In December 2014, President Obama broke with decades of U.S. policy towards Cuba, pursuing a path of engagement instead of isolation. It became clear that what appeared at the time to be a watershed moment in U.S. foreign policy was at risk of rollback as a result of last November's U.S. presidential elections. Last Friday marked President Trump's first major foray into U.S.-Cuban matters since assuming office. While it was a radical departure in tone from his predecessor, the changes he announced appear to leave the Obama-era sanctions relief largely intact. That said, the changes announced today will eliminate the authorization for individuals to engage in "selfdirected" people-to-people travel to Cuba, which will in turn have a significant impact on travel and carrier service providers. In addition, transactions with entities controlled by the Cuban military will be prohibited.

Stroll down memory lane

Before turning to the substance of today's announcement, we remind you of the dramatic changes resulting from President Obama's new direction on Cuba. On the foreign policy front, after the United States rescinded the designation of Cuba as a state sponsor of terrorism, the two countries resumed diplomatic relations and re-opened their respective embassies in Washington, D.C. and Havana for the first time in over 50 years. These developments led to enhanced cooperation on multiple fronts including migration, law enforcement, and public health. It led to a bilateral agreement providing the international legal basis for U.S. carriers to resume commercial flights between the two countries. It also provided the space for the United States and Cuba to take the initial "baby steps" necessary towards a dialogue that could have ultimately resolved the millions of dollars of outstanding claims, which have been a bilateral irritant for decades.

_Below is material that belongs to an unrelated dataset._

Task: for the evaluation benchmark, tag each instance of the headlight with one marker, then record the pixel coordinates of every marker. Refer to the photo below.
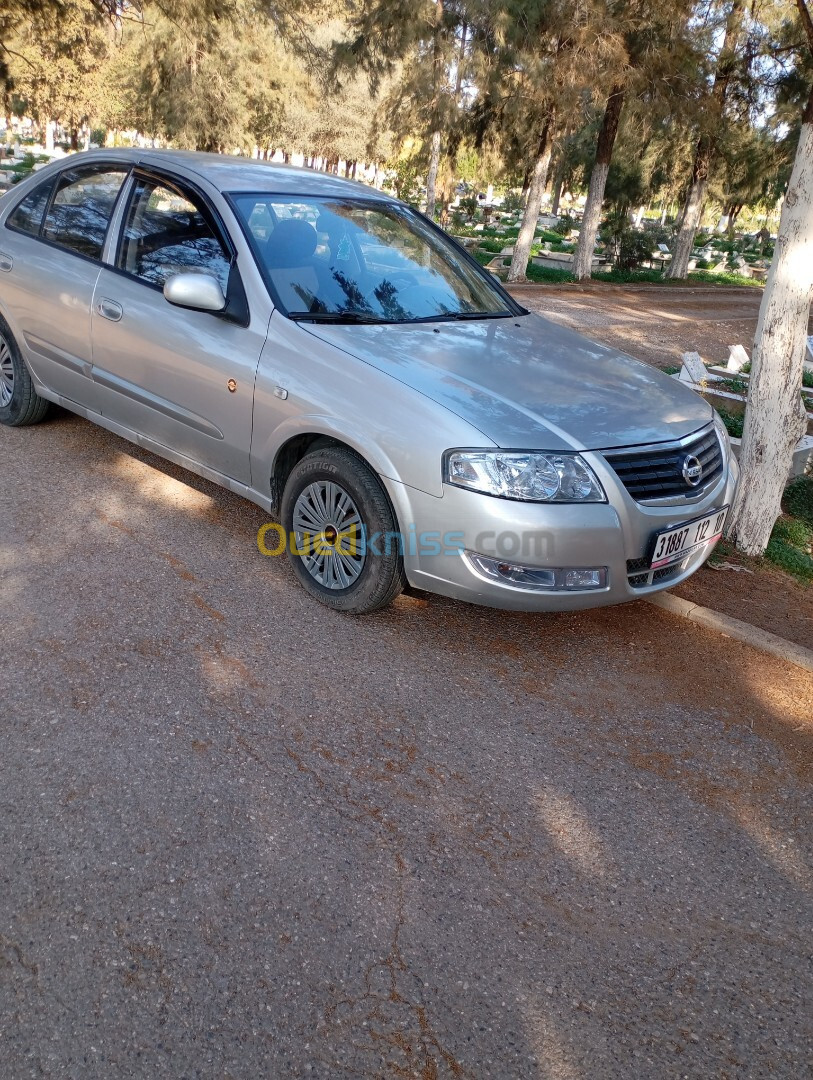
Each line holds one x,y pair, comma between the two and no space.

On the regulatory front, the Office of Foreign Assets Control (OFAC) at the U.S. Treasury Department, and the Bureau of Industry and Security (BIS) of the Department of Commerce implemented President Obama's vision through multiple rounds of amendments to the U.S. sanctions and export controls on Cuba. These amendments were designed to support the Cuban people, enhance the free flow of information within, to, and from Cuba, and help stimulate the nascent Cuban private sector. They created openings in travel, financial services, telecommunications, media, agriculture, energy, and the environment to name a few areas. (For specific information on the Obama sanctions relief, see these Hogan Lovells alerts [Alert 1] [Alert 2].

The one thing that all of these changes had in common is that they were implemented solely through executive authority. Although President Obama implored Congress to remove the statutory embargo against Cuba, this was never a realistic possibility during his tenure. Without the backing of legislation, it was clear all along that the Obama-era sanctions relief could be reversed, in whole or part, by the new Administration.

A new sheriff in town

Though he did not downgrade or cut off diplomatic relations, President Trump's speech on Friday returned the U.S.-Cuba bilateral relationship to the more adversarial pre-2015 posture. In contrast, it appears that the President's strong rhetoric will lead only to fairly moderate regulatory changes in the near future. Pursuant to the National Security Presidential Memorandum on Strengthening the Policy of the United States Toward Cuba, issued in conjunction with the speech, the President directed the Treasury and Commerce Departments, in coordination with the State and Transportation Departments, to adjust current regulations regarding transactions with Cuba. The most impactful changes will include:

  • A prohibition on financial transactions with Cuban entities that will be identified and blacklisted by the State Department for being under the control of or acting for or on behalf of the Cuban military, intelligence or security services or personnel. The Memorandum excludes a range of activities from this prohibition including (1) air and sea operations that support permissible travel, cargo, or trade, and (2) the sale of agricultural commodities, medicines, and medical devices to Cuba consistent with the Trade Sanctions Reform and Export Enhancement Act of 2000 (TSRA) and the Cuban Democracy Act of 2002.
  • A return to the requirement that U.S. persons who seek to travel to Cuba to engage in what is known as "people-to-people" (P2P) contact with Cubans do so under the auspices of a sponsoring organization subject to U.S. jurisdiction, as opposed to the "self-directed" P2P, authorized under President Obama, in which U.S. persons sponsoring organization required. Additionally, the new policy emphasizes increased scrutiny to ensure compliance with the travel-related restrictions, including a requirement that the Treasury Department regularly audit travel to Cuba for compliance purposes.

Other than the State Department list, the changes noted above will be accomplished via amendments to OFAC's Cuban Assets Control Regulations (CACR) and the Export Administration Regulations, administered by BIS. The President has directed that the process to make these changes begin within thirty days but there is no "due date." OFAC has already published FAQs on this development that can be found here.

We will continue to monitor developments on this issue and will provide a more fulsome analysis of the effect of the new policy once the regulatory changes are in place.